Hal itu tercermin dari penurunan biaya pemungutan pajak atau cost of tax collection yang terus membaik dalam lima tahun terakhir.

Direktur Jenderal Pajak Bimo Wijayanto mengungkapkan rasio anggaran DJP terhadap penerimaan pajak turun dari 1,32% pada 2021 menjadi 0,84% pada 2026.

Menurutnya, penurunan rasio tersebut menunjukkan bahwa biaya yang dikeluarkan untuk menghimpun penerimaan pajak semakin kecil dibandingkan dengan jumlah penerimaan yang berhasil dikumpulkan.

Dalam rapat kerja bersama Komisi XI DPR RI, Senin (15/6), Bimo mengatakan tingkat efisiensi pemungutan pajak Indonesia juga lebih baik dibandingkan sejumlah negara di Asia yang menjadi acuan perbandingan DJP.

Ia menyebut rasio cost of tax collection di China, India, dan Filipina masih berada pada rentang sekitar 0,9% hingga 1,9%. Sementara itu, Indonesia mampu menjaga rasio biaya pemungutan pajak pada level 0,84%.

“Rasio anggaran DJP terhadap penerimaan pajak ini kalau kita bandingkan dengan beberapa negara yang menjadi benchmark kami ini masih lebih rendah dibandingkan dengan negara-negara di kawasan Asia seperti China, Filipina dan India,” ujar Bimo dalam rapat bersama Komisi XI DPR RI, Senin (15/6).

Lebih lanjut, ia menjelaskan peningkatan efisiensi tersebut tidak terlepas dari membaiknya kepatuhan wajib pajak.

Menurutnya, transformasi digital yang dilakukan DJP serta pengembangan sistem administrasi perpajakan yang semakin terintegrasi telah membantu menekan biaya operasional pemungutan pajak.

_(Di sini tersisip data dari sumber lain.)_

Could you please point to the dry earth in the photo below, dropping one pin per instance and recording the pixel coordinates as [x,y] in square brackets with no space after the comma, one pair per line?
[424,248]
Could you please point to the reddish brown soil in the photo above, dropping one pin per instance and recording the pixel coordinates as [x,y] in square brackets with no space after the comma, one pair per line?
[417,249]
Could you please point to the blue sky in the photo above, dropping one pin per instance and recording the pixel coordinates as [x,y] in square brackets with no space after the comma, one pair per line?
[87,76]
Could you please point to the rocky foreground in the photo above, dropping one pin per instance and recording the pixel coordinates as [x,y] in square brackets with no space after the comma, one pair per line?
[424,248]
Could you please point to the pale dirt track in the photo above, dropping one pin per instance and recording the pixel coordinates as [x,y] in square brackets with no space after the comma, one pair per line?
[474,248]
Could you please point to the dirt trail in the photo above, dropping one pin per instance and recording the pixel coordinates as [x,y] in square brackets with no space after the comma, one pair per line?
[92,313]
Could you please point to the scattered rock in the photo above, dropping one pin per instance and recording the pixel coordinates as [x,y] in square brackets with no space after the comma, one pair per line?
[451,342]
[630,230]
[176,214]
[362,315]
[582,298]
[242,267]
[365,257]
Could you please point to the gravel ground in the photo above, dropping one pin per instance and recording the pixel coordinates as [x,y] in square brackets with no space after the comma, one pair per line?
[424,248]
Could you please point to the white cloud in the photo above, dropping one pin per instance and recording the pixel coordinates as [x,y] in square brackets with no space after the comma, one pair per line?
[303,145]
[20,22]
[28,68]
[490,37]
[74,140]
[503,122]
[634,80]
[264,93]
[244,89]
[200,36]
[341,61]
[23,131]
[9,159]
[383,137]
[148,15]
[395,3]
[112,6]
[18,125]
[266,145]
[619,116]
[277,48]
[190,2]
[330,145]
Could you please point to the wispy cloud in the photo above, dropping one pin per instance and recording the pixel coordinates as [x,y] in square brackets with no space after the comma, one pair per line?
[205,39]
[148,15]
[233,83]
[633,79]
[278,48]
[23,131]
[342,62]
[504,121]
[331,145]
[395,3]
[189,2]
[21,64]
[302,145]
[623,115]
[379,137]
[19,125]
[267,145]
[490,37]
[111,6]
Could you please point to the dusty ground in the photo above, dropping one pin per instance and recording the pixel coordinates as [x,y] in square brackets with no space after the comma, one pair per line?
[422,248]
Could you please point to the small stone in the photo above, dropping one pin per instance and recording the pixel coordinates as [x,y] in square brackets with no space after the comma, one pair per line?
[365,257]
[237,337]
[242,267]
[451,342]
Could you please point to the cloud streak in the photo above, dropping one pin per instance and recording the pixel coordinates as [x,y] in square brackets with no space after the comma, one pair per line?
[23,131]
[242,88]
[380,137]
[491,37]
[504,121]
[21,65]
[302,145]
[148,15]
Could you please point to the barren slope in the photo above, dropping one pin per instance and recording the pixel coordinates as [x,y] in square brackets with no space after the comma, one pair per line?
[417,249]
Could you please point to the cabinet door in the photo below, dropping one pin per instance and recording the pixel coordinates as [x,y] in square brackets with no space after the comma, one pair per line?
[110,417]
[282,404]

Digitalisasi layanan perpajakan juga dinilai mampu memperluas akses layanan sekaligus meningkatkan kualitas pengawasan dan kepatuhan, sehingga penerimaan pajak dapat dihimpun secara lebih efektif.

Untuk menjaga tren tersebut, DJP mengusulkan pagu indikatif tahun anggaran 2027 sebesar Rp 5,4 triliun. Anggaran itu akan digunakan untuk mendukung program pengamanan penerimaan negara serta melanjutkan agenda reformasi perpajakan.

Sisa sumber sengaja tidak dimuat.